In Axler's Linear Algebra Done Right, there is this theorem. (3.5)
Suppose $v_1. . . v_n $ is a basis of $V$ and $w_ , . . . w_n \in W$. Then there exists
a unique linear map $T: V \rightarrow W$ such that
$$T (v_j) = w_j$$
for each $j\in 1, . . . , n $.
I understood the first part of the proof proving existence of such a transformation, but didn't understand the uniqueness part of the proof.
To prove uniqueness, now suppose that $T \in \cal L $$(L,V)$;and that $T( v_j)= w_j$ for each $j\in 1, . . . , n $.
Let $c_1,. . . ,c_n \in F$.
The homogeneity of $T$ implies that
$T(c_j v_j) = c_jw_j$ for each $j\in 1, . . . , n $.The additivity of T now implies that
$T(c_1v_1 + . . . + c_nv_n) = c_1w_1 + . . . + c_nw_n$.Thus $T$ is uniquely determined on span($v_1, . . . ,v_n$) by the equation above.
Because $v_1, . . . v_n$ is a basis of $V$, this implies that $T$ is uniquely determined
on $V$.
How does "equation above" show that $T$ is uniquely determined on span($v_1, . . . ,v_n$)?
Is it because there is one way to get each of the basis vectors using the equation? How do we know there isn't another transformation that will work?
Best Answer
By the way, the proof given above does indeed show that $T$ is unique. Perhaps a different phrasing of the argument might help you understand the uniqueness.
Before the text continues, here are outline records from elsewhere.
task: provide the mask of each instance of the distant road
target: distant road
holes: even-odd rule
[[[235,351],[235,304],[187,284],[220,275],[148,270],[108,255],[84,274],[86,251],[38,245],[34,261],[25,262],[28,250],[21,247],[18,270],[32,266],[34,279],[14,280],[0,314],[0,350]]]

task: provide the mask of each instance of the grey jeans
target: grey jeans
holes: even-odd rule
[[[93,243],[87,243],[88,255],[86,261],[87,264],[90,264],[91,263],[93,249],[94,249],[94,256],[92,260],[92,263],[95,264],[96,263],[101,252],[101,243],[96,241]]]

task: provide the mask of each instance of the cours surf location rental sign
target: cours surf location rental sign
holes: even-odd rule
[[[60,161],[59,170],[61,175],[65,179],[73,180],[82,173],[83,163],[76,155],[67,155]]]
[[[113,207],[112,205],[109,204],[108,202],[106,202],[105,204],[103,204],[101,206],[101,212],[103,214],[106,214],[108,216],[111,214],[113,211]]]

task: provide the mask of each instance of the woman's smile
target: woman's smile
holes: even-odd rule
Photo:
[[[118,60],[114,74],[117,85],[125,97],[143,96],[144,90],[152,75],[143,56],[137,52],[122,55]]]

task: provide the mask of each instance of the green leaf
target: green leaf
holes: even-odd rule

You said you understood the existence part, so ok let $T: V \to W$ be the linear map you constructed, which satisfies $T(v_j) = w_j$ for all $j \in \{1, \dots, n\}$. Suppose now that there is a linear map $S: V \to W$ such that $S(v_j) = w_j$ for all $j \in \{1, \dots, n\}$. We have to show that $T=S$; i.e we have to show that for every $x \in V$, $T(x) = S(x)$.
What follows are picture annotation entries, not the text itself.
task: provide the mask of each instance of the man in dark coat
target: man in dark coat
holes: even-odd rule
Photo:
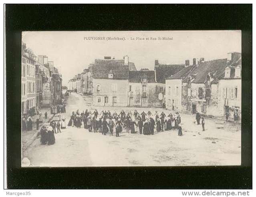
[[[164,118],[166,116],[163,112],[162,112],[161,115],[160,115],[160,119],[161,120],[161,125],[162,126],[162,131],[163,131],[163,125],[164,125]]]
[[[142,120],[142,121],[145,122],[146,120],[146,113],[143,111],[142,113],[141,114],[141,119]]]
[[[198,125],[200,125],[200,119],[201,119],[201,115],[196,111],[196,119],[198,123]]]
[[[105,135],[107,131],[107,126],[109,124],[106,121],[106,119],[104,118],[102,121],[102,135]]]

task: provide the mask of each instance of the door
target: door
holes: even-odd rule
[[[108,96],[104,97],[104,106],[107,105],[109,103],[109,97]]]
[[[192,113],[193,114],[196,113],[196,105],[192,104]]]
To prove this, pick any $x \in V$. Since $\{v_1, \dots, v_n\}$ is a basis for $V$, there exist (unique) scalars $c_1, \dots, c_n \in F$ such that \begin{align} x = \sum_{i=1}^n c_iv_i \tag{*} \end{align} Now, we perform a simple computation: \begin{align} T(x) &= T\left( \sum_{i=1}^n c_iv_i \right) \tag{by (*)} \\ &= \sum_{i=1}^n c_i T(v_i) \tag{$T$ is linear by construction} \\ &= \sum_{i=1}^n c_i w_i \tag{by definition of $T$} \\ &= \sum_{i=1}^n c_i S(v_i) \tag{by assumption on $S$} \\ &= S\left( \sum_{i=1}^n c_i v_i \right) \tag{$S$ linear by assumption} \\ &= S(x) \tag{by (*)} \end{align} So we have shown that for every $x \in V$, $T(x) = S(x)$. Hence, $T=S$, proving uniqueness of the original $T$ you constructed.
This result is often stated as "a linear transformation is specified by its values on a basis" or something to that effect.